Su país, que ya acoge la sede de las instituciones comunitarias, ha visto reconfirmada su vocación europea con la elección de uno de sus compatriotas como presidente del Consejo europeo. Es evidente que estas opciones sucesivas no están vinculadas solamente a la posición geográfica de su país y a su multilingüismo. Su nación, miembro del núcleo originario de los países fundadores, ha debido implicarse y distinguirse en la búsqueda de un consenso en situaciones muy complejas. Es preciso fomentar esta cualidad a la hora de afrontar, para el bien de todos, los desafíos internos del país. Hoy deseo subrayar que el arte del consenso, para que dé frutos a largo plazo, no ha de limitarse a una habilidad puramente dialéctica, sino que debe buscar la verdad y el bien; puesto que «sin verdad, sin confianza y amor por lo verdadero, no hay conciencia y responsabilidad social, y la actuación social se deja a merced de intereses privados y de lógicas de poder, con efectos disgregadores sobre la sociedad, tanto más en una sociedad en vías de globalización, en momentos difíciles como los actuales» (Caritas in veritate, n. 5).

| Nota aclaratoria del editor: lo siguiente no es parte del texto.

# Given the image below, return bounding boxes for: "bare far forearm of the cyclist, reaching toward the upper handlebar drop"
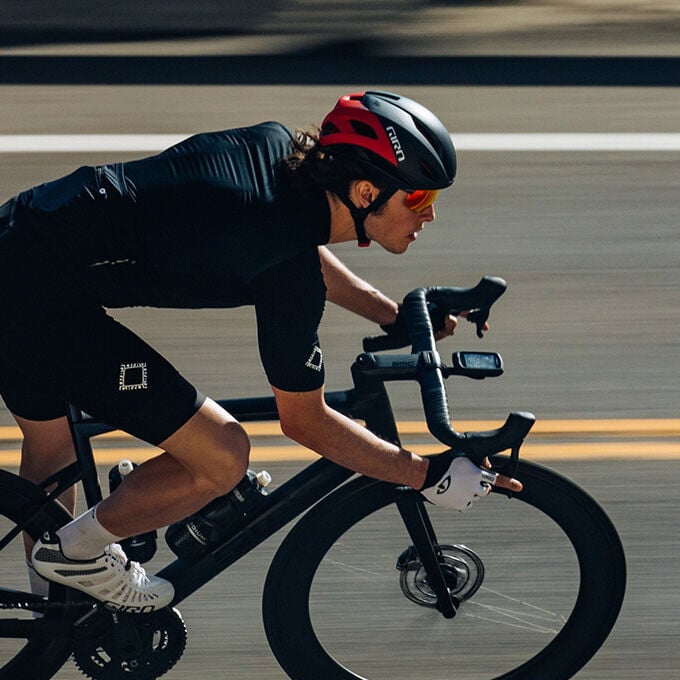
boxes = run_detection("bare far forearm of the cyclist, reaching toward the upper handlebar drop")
[319,246,398,324]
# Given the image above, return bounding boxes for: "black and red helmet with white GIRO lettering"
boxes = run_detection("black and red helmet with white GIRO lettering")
[319,90,456,191]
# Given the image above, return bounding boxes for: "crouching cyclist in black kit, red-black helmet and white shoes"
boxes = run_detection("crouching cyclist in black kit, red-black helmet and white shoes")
[0,91,521,612]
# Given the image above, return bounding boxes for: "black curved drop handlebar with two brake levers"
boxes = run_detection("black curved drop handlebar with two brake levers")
[359,276,536,466]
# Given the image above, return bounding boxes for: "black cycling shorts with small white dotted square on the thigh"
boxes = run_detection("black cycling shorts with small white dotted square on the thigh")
[0,197,205,445]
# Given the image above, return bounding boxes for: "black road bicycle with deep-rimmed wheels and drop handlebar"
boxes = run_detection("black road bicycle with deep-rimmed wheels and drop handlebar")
[0,277,626,680]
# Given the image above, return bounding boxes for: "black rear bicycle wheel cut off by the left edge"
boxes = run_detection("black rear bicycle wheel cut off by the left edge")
[0,470,74,680]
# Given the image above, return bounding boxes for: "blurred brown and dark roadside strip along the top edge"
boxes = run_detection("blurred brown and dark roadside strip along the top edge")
[0,0,680,56]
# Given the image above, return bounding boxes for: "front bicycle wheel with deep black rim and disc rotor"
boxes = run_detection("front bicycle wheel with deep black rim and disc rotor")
[263,461,626,680]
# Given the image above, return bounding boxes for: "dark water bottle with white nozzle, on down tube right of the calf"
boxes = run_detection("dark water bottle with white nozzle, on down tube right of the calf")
[165,470,272,558]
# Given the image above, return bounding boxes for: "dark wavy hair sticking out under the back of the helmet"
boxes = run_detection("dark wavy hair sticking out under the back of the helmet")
[286,127,390,195]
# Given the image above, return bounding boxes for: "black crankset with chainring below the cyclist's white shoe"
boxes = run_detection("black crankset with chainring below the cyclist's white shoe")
[73,607,187,680]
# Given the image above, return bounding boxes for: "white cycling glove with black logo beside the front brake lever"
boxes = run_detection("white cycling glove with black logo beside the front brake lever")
[420,456,498,512]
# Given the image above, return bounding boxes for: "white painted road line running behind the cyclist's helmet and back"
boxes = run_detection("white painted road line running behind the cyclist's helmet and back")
[0,132,680,153]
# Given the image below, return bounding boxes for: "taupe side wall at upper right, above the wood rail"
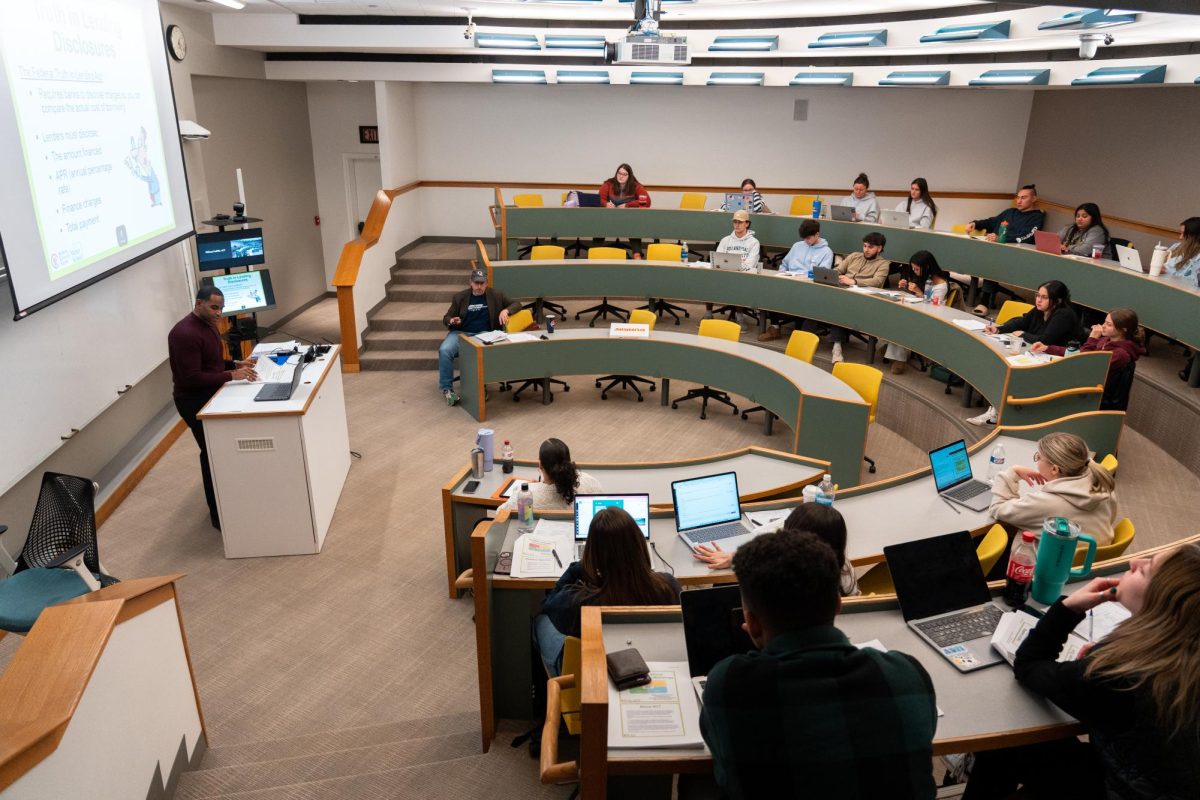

Aprovechando nuestro encuentro, deseo saludar cordialmente a los obispos de Bélgica, a los que próximamente tendré el placer de recibir en su visita ad limina Apostolorum. Pienso particularmente en su excelencia monseñor Léonard quien, con entusiasmo y generosidad, acaba de comenzar su nueva misión como arzobispo de Malinas-Bruselas. Deseo saludar también a los sacerdotes de su país, a los diáconos y a todos los fieles que forman la comunidad católica belga. Los invito a dar testimonio de su fe con audacia. Que en sus compromisos en la ciudad hagan valer plenamente su derecho de proponer valores que respeten la naturaleza humana y que correspondan a las aspiraciones espirituales más profundas y auténticas de la persona.

En el momento en el que asume oficialmente sus funciones ante la Santa Sede, le deseo de corazón que lleve a cabo felizmente su misión. Le aseguro, señor embajador, que en mis colaboradores encontrará siempre una cordial atención y comprensión. Invocando la intercesión de la Virgen María y de san Damián, ruego al Señor que derrame generosas bendiciones sobre usted, su familia y sus colaboradores, así como sobre el pueblo belga y sus gobernantes.


*L'Osservatore Romano. Edición semanal en lengua española, n.18, p.7.